Martens came on board sometime back in September – while Darwin was traveling overland across northern Argentina. He first shows up in a letter from FitzRoy to Darwin (during Darwin’s long time away from the ship). The tone is familiar –  much like FitzRoy’s earlier letter to his friend (see “My Dear Philos”):

“If Mr. P. has written as he intended you have heard of Mr. Martens —Earle’s Successor,—a stone pounding artist —who exclaims in his sleep“think of me standing upon a pinnacle of the Andes—or sketching a Fuegian Glacier!!!” By my faith in Bumpology, I am sure you will like him, and like him much —he is—or I am wofully mistaken—a “rara avis in navibus,— Carlo que Simillima Darwin”.— Don’t be jealous now for I only put in the last bit to make the line scan— you know very well your degree is “rarissima” and that your line runs thus— Est avis in navibus Carlos rarissima Darwin.— but you will think I am cracked so seriatim he is a gentlemanlike, well informed man.— his landscapes are really good (compared with London men) though perhaps in figures he cannot equal Earle— He is very industrious— and gentlemanlike in his habits,—(not a small recommendation).” (Correspondence from Robert FitzRoy, 4 October 1833)

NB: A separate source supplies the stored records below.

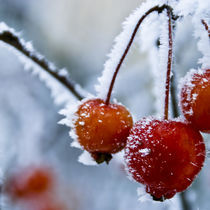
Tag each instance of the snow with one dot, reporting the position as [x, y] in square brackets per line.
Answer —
[86, 159]
[60, 94]
[186, 83]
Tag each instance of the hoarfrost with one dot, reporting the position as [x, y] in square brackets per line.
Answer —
[120, 45]
[143, 196]
[86, 159]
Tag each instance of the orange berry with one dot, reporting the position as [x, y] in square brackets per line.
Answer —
[102, 129]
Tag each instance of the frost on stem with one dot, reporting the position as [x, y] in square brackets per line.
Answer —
[122, 45]
[58, 81]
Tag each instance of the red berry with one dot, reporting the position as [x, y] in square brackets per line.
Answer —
[195, 99]
[29, 182]
[164, 155]
[102, 129]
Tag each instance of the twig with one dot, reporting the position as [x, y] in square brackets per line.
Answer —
[206, 27]
[13, 40]
[168, 74]
[153, 9]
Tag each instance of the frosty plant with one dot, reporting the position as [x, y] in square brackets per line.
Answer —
[163, 154]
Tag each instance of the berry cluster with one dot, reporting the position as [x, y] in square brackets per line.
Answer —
[164, 155]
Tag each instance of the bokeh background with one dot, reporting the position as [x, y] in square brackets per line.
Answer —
[78, 34]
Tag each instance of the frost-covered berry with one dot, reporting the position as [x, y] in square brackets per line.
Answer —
[102, 129]
[164, 155]
[195, 99]
[29, 182]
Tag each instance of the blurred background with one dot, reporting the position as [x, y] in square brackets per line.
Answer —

Recall that FitzRoy was a strong believer in phrenology – something that almost got Darwin eliminated from the voyage (see Warm Butter and the Shape of Darwin’s Head). It is funny here that he refers to it as “Bumpology”. His Latin translates as something like “Carlo (Conrad?) is a rare bird about ships, much like Darwin” or “he is a very rare bird in the fleet, like Charles Darwin”. (Excuse my Latin and feel free to correct me in the comments.) I believe this is both an attempt to speak to Darwin as an academic equal, and to compliment him.  FitzRoy clearly was missing his friend.

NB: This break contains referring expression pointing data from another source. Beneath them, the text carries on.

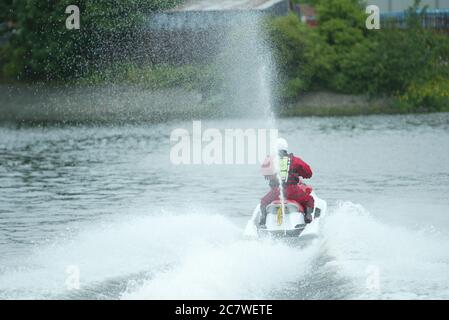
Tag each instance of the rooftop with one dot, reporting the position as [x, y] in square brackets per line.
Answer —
[218, 5]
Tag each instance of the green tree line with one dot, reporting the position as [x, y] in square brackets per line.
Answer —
[41, 48]
[342, 55]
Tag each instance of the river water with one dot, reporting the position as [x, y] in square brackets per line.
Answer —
[105, 204]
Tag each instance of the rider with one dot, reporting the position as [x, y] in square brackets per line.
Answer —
[291, 168]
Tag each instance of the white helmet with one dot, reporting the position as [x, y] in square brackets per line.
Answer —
[281, 144]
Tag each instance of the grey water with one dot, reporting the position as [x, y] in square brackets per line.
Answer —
[108, 201]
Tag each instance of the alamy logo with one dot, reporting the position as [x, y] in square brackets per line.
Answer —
[215, 146]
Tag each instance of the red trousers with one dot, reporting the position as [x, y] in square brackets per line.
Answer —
[293, 192]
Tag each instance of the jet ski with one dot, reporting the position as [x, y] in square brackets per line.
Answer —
[285, 219]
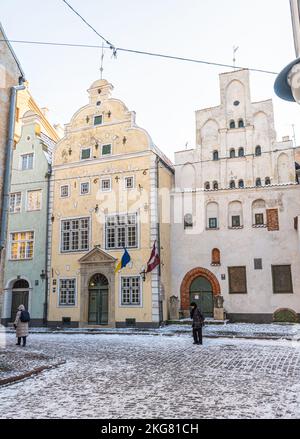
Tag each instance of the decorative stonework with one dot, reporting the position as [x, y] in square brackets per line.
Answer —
[189, 278]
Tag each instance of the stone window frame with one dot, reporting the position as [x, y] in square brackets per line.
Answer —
[68, 192]
[96, 117]
[102, 146]
[27, 200]
[104, 189]
[27, 162]
[85, 148]
[89, 188]
[131, 289]
[12, 196]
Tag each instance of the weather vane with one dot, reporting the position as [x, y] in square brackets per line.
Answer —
[235, 49]
[102, 58]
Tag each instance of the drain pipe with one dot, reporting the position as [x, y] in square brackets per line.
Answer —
[8, 163]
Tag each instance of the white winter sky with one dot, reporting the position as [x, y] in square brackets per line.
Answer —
[164, 93]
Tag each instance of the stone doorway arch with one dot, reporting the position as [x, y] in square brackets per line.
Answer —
[186, 285]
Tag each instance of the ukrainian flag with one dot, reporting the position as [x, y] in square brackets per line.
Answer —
[124, 261]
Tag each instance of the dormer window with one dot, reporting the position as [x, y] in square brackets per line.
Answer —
[258, 151]
[215, 156]
[267, 181]
[107, 149]
[85, 154]
[98, 120]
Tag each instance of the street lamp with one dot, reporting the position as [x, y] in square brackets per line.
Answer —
[287, 84]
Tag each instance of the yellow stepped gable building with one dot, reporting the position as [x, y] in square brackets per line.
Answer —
[110, 195]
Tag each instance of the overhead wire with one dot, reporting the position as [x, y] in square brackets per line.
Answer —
[141, 52]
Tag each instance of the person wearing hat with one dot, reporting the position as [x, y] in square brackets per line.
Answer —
[198, 321]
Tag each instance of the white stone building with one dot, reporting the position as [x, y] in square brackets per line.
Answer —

This same letter is full of several other memorable quotes that show that, although he had to stay aloof as Captain, FitzRoy just liked to be silly sometimes.  Here are a few more lines from the October 4th letter:

“But firstly of the first—my good Philos why have you told me nothing of your hairbreadth scapes & moving accidents How many times did you flee from the Indians? How many precipices did you fall over? How many bogs did you fall into?— How often were you carried away by the floods? and how many times were you kilt?— that you were not kilt dead I have visible evidence in your handwriting,—as well as in a columnar paragraph in Mr. Love’s unamiable paper.”

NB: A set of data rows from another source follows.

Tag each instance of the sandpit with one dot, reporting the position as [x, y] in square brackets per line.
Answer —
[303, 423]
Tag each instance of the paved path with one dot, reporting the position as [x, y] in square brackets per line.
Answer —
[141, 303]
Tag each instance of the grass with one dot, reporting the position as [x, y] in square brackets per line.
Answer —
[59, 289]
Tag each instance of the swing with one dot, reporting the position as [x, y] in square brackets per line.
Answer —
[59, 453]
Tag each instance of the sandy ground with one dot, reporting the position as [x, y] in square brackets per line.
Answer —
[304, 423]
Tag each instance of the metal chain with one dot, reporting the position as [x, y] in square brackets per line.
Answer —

” `Well, but the conjunctions—the conjunctions” I hear you saying—“you have got to the end of a sheet of paper without telling me one thing that I wanted to know’ ”

“I never will write another letter after tea—that green beverage makes one tipsy—besides it is such a luxury feeling that your epistle is not to go across the wide atlantick—and has only to cross the muddy Plata. It is so awful writing to a person thousands of miles off—when your conscience reproaches you with having been extremely negligent and tells you that six or eight or (oh—how awful) twelve months’ “History” is due to your expectant and irate correspondent.

Still you get no answer — “what is the Beagle going to do—will you tell me, or not?”—

Philos—be not irate—have patience and I will tell thee all.” (Correspondence from Robert FitzRoy, 4 October 1833)

These notes always paint a picture of the human (almost nutty) side of FitzRoy that is so rarely captured in his biographies.  It is always a pleasure to read that.

Apparently I was sidetracked today by milestones and captain’s logs.  I’ll have to continue with the rest of Marten’s story in the next post… (RJV)



  1. Congratulations for the safe sailing up to the 400th post!

  2. Hi Mr. Viens,

    I’m interested in communicating with you, about the reproduction of a Conrad Martens draw for a book. Can you write to my email for more details, please?
    Thank you, best regards,


    • Hi Daniel
      Sorry for the delay. What sort of information are you looking for? I am not an expert on Conrad Martens and all of my images are linked to other sources, so I cannot give permission for use, etc. Please let me know if there is something I might help with.